William Craig (1807, Greenbrier County, Virginia – 1869, Idaho) was an American frontiersman and trapper. He left his Virginia home as a young man and headed west, after allegedly killing a man in self-defense. He trapped with the Sublettes (William and Milton) and Jedediah Smith in the Blackfoot country until he joined Joseph R. Walker's California Expedition of 1833–34.
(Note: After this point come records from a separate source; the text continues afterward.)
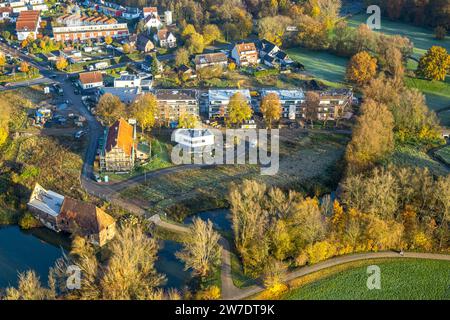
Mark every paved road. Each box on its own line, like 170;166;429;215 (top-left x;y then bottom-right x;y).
227;252;450;300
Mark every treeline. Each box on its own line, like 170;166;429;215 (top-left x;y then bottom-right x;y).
229;167;450;286
366;0;450;30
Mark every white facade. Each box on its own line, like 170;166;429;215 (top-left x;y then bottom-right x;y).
173;129;214;153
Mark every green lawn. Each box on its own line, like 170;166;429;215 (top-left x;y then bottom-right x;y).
387;145;449;175
287;47;348;84
347;14;450;58
435;145;450;166
405;77;450;116
282;259;450;300
347;15;450;126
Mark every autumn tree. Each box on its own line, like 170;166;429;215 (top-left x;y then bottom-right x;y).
181;24;197;39
346;51;377;86
19;61;30;73
178;113;200;129
131;93;159;133
227;92;253;125
96;93;126;126
186;32;205;53
175;48;189;67
176;218;222;278
259;93;282;128
417;46;450;81
55;220;165;300
345;100;394;172
122;43;131;54
434;26;447;40
203;24;223;45
55;57;69;71
297;15;330;50
105;36;113;45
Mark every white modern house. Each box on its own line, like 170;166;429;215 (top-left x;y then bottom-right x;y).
173;129;214;153
79;71;103;90
153;29;177;48
208;89;251;118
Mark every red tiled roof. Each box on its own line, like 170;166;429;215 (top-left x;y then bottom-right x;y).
106;119;134;156
16;10;41;31
80;71;103;84
142;7;158;13
236;42;256;54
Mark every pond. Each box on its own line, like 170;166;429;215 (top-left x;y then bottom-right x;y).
183;209;232;231
0;226;191;289
155;240;192;289
0;226;67;288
In 1836, William Craig, Pruett Sinclair and Philip Thompson established a trading post known as Fort Davy Crockett in Brown's Hole, now in the state of Colorado. Leaving the declining fur trade, in 1840 Craig and former trapper friends Joseph Meek and Robert Newell acted as guides to a missionary party to Fort Hall, Idaho and on to the Whitman Mission near Walla Walla, Washington. While Newell and Meek and their native wives and children sought a new life in the Willamette Valley of what is now Oregon, Craig joined his Nimiipuu family along the Clearwater River and Lapwai Creek of what is now Idaho. According to a later affidavit, Craig had, in 1838, married Pahtissah (he renamed her Isabel), a Nez Perce woman who was the daughter of Hin-mah-tute-ke-kaikt also known as Thunder Eyes. Craig was friendly with the Nez Perce tribe: in 1848—in the aftermath of the killings at the Whitman Mission—Oregon Country's provisional government Superintendent of Indian Affairs, Joel Palmer, appointed William Craig his agent to the Nez Perces. Craig served as interpreter between the Nez Perce leaders and Isaac Stevens at the Treaty of 1855 held in the Walla Walla Valley, and again at the Treaty of 1856. The Treaty of 1855 granted to William Craig and his wife, Isabel, 640 acres of land in the Lapwai Valley, then part of the newly formed Nez Perce reservation. In 1855 Governor Isaac Stevens appointed William Craig Agent to the Nez Perce people, a position held by Craig until political machinations cost him the job in 1859. William Craig was the first postmaster of "Wailepta" (Walla Walla). He died of a stroke in 1869. William Craig, his wife Isabel, and others of his family are buried in the cemetery at Jaques' Spur in the Lapwai Valley, Idaho, just north of Craig Mountain, at the place he had selected on his land.